Belum sempat dijawab, ibu penjaga kantin memotong pembicaraan dengan membawa dan menyajikan nasi kuning andalannya.

“Silahkan, nak Bara, nak Gibran.”

“Iya, bi, terima kasih.” Bersamaan keduanya sembari tersenyum tipis menghargai senyum yang diberikan bi Icem sebelum itu.

“Iya, seharusnya aku di sana dengan mereka tapi sewajibnya aku menemani monyet yang ada di pohon seharian dan mengajaknya makan.”

Tanpa memperdulikan perkataan Bara, Gibran menyantap makanannya dengan lahap. Benar kata Bara nasi kuning di sini lebih nikmat, soalnya gratis.

  Gibran memang jarang sekali membeli makanan yang ada di kantin karena setiap hari ia selalu membawa bekal yang disiapkan ibunya tercinta dengan penuh racikan kasih sayang.

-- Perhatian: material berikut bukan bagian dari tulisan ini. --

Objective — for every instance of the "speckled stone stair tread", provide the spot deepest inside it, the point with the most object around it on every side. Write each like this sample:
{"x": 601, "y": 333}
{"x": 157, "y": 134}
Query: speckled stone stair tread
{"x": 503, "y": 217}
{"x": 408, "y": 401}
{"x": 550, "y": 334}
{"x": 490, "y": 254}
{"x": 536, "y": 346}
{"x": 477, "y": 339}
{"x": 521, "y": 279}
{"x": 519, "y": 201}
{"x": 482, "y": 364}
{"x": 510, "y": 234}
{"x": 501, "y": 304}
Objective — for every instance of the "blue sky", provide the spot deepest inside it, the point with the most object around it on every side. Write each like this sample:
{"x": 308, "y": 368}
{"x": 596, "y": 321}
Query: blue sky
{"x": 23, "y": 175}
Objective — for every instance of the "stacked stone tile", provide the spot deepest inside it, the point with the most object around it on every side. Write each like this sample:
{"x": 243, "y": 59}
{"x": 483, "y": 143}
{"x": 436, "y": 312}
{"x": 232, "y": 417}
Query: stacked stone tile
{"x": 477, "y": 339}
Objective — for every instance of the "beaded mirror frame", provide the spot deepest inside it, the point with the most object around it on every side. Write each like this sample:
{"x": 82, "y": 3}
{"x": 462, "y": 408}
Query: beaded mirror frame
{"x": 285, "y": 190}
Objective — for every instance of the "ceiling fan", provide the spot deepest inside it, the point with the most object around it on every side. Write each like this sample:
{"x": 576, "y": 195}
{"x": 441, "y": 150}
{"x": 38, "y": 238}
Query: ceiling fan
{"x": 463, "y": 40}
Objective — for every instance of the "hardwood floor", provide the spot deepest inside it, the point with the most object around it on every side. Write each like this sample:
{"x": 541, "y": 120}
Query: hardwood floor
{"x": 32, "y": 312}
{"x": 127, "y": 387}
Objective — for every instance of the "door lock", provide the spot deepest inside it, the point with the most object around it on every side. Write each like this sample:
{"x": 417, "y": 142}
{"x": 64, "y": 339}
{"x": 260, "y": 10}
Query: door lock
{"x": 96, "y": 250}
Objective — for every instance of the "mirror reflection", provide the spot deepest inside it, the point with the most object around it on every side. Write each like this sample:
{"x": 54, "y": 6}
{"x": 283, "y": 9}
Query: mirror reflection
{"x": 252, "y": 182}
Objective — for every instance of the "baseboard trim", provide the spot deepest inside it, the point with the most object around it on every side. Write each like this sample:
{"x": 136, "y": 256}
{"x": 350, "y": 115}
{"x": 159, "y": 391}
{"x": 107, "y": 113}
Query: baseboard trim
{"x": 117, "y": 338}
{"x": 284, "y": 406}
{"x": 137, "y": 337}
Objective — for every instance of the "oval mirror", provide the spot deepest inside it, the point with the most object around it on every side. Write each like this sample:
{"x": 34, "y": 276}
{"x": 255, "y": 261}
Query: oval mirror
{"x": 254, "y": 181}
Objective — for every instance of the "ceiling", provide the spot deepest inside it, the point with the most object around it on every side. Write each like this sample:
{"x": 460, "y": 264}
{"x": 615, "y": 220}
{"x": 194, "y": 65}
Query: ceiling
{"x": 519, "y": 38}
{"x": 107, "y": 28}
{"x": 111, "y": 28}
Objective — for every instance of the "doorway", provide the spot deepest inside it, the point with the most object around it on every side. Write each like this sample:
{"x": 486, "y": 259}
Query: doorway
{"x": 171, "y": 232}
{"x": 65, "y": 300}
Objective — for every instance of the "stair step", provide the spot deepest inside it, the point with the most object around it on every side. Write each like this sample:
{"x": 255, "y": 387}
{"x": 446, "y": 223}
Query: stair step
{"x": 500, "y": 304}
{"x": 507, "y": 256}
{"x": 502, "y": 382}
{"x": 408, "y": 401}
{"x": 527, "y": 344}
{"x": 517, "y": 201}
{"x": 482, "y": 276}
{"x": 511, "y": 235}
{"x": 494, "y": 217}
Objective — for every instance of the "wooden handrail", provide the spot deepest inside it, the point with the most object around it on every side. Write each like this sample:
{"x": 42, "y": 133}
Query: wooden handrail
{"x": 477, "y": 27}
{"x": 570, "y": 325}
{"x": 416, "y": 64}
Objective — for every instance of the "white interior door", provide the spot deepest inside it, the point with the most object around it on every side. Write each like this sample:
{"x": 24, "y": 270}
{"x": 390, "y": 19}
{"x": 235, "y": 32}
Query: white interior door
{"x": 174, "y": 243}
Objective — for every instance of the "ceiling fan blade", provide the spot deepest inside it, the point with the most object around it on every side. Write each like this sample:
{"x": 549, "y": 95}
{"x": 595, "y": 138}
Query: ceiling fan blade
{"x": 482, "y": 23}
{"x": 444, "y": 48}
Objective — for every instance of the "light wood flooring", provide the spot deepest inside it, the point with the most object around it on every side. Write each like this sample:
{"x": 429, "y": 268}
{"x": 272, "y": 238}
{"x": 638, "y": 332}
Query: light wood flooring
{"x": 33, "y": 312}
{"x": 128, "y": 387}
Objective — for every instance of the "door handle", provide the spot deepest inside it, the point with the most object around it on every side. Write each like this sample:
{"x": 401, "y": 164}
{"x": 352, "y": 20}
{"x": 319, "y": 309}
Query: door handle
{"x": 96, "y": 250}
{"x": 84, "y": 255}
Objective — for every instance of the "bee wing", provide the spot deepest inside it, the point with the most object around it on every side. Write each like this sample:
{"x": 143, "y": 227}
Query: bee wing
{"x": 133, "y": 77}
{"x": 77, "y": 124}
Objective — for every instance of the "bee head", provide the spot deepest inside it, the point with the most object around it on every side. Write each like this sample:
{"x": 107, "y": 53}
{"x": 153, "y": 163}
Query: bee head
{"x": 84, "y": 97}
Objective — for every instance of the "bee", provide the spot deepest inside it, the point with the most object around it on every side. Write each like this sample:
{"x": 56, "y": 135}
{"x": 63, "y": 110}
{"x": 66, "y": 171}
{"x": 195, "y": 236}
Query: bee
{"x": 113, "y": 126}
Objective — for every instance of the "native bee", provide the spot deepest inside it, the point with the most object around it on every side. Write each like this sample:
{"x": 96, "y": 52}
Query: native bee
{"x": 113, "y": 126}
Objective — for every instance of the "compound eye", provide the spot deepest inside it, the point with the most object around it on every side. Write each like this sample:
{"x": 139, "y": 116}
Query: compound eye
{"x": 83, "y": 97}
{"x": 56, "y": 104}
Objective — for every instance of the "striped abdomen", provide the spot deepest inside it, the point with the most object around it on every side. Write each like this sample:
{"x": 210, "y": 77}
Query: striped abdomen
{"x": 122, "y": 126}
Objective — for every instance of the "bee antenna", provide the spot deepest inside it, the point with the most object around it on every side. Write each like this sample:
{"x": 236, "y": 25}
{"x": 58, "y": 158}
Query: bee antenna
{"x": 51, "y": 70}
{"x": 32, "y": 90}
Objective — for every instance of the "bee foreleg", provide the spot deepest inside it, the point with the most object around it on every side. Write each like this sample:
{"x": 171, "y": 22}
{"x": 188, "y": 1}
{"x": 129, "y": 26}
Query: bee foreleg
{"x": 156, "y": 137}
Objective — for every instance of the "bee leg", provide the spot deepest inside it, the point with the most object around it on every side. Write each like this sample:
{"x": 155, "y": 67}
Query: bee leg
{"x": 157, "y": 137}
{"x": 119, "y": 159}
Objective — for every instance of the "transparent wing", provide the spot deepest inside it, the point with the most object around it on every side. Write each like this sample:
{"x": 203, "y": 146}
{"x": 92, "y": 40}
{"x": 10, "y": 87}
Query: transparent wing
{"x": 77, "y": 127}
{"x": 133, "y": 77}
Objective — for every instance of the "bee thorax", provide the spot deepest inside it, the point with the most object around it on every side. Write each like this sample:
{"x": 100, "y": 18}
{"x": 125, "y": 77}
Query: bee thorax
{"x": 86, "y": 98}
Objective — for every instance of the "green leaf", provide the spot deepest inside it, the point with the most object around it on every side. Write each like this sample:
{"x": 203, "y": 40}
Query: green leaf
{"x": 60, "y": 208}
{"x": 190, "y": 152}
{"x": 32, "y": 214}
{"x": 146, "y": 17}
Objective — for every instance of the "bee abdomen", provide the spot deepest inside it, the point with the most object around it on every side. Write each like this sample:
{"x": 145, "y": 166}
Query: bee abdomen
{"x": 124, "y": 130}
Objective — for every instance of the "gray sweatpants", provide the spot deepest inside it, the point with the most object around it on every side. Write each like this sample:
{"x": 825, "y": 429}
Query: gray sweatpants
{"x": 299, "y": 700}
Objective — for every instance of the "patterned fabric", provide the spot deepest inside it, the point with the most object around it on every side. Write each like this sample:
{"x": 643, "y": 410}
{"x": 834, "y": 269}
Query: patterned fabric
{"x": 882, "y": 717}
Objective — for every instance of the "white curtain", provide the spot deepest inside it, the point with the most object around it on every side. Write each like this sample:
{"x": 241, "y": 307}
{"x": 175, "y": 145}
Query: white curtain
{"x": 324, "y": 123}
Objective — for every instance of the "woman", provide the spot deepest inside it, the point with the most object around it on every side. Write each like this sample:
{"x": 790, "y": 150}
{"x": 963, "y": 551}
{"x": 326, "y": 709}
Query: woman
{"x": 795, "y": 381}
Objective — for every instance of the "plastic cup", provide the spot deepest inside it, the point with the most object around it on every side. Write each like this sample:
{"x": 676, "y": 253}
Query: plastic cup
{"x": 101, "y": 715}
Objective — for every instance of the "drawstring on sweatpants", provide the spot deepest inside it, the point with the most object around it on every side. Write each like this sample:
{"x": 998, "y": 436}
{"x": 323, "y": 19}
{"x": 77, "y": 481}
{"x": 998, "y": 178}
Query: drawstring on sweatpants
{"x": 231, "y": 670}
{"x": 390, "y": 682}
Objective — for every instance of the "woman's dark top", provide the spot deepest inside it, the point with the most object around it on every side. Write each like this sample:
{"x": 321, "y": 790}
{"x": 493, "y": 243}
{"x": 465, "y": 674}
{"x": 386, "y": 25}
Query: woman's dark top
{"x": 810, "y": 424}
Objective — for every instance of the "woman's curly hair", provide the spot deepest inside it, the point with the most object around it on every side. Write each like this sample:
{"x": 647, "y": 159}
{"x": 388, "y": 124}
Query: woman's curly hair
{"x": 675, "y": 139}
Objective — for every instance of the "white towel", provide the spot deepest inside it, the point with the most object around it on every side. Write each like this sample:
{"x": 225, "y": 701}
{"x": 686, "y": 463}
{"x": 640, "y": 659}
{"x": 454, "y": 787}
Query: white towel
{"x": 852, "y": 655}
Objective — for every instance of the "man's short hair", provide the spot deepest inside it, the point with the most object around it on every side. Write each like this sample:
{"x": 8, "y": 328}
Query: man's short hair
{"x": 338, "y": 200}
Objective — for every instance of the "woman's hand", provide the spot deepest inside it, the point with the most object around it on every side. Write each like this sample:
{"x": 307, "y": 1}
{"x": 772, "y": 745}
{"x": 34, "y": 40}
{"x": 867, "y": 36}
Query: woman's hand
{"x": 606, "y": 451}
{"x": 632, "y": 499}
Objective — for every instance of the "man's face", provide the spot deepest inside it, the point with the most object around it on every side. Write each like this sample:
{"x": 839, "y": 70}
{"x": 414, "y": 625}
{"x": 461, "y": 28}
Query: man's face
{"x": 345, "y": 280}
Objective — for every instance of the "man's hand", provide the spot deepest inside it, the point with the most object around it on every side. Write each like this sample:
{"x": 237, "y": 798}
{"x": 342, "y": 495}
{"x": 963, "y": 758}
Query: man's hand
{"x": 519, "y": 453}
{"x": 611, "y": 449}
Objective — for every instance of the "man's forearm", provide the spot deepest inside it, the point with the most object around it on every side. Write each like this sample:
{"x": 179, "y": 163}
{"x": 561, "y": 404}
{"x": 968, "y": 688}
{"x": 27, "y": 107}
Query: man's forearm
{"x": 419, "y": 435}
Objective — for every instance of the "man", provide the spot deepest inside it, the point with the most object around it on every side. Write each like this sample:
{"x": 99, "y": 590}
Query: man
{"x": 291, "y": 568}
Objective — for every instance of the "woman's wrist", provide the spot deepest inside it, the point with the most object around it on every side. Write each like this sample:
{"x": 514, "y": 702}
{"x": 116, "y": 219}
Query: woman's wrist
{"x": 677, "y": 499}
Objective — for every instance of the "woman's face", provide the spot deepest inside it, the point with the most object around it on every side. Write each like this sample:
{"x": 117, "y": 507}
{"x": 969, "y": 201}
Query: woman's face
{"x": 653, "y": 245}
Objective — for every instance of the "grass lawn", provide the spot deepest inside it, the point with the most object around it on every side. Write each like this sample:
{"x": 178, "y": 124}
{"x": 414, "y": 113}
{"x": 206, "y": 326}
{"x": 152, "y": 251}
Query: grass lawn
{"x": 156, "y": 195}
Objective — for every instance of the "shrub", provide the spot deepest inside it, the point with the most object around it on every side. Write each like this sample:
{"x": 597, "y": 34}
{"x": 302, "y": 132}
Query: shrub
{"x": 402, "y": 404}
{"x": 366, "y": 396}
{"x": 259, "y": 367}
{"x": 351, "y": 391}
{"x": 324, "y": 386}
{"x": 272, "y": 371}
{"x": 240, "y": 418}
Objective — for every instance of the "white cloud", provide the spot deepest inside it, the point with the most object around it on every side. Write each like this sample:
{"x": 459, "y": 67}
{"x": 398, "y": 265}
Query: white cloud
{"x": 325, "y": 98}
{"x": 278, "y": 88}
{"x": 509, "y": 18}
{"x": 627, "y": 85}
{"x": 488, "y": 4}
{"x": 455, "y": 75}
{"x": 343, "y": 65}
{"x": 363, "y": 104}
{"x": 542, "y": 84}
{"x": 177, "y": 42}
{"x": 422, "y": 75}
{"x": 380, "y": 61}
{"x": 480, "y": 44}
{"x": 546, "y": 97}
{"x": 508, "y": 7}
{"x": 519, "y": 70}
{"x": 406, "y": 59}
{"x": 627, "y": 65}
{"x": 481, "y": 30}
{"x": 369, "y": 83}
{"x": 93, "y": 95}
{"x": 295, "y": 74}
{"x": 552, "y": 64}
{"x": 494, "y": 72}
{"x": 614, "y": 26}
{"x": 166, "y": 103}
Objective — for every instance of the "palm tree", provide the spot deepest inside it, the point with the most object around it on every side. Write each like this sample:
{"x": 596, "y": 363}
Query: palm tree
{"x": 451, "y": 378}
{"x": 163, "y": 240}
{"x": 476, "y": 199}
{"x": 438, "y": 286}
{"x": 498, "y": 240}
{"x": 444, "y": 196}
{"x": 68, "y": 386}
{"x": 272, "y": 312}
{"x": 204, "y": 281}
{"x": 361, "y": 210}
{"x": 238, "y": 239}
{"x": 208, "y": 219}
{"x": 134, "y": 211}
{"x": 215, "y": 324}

Setelah memakannya dengan penuh hati-hati karena ibunya juga membuatnya sampai cantik dengan hati-hati, Gibran memilih untuk tidak memakan makanan lain selain buatan ibunya. Gibran membuat cemburu makanan lain karena tidak pernah masuk ke lambungnya. Sebab makanan itu tidak akan pernah bisa mengenal dalamnya Gibran. hehehe, berlebihan.

Sehabis menyantap nasi kuning itu, Gibran menundukkan kepalanya sejenak.

“Mau meminta maaf lagi dengan masakan ibumu?” tebak Bara.

“Iya, brengsek, nasi kuning ini selalu menjadi makanan yang enak.”

“Oke, aku juga akan meminta maaf pada ibumu.” Bara ikut menundukkan kepalanya.

Selepas mengajukan permintaan maaf lewat batin, Gibran berdiri dan ingin lekas pergi. Bara tidak tinggal diam, ia langsung ikut berdiri dan merangkul pundak sahabatnya itu.

“Mau kemana? ke rumah pohon lagi? betah sekali kamu, yah.”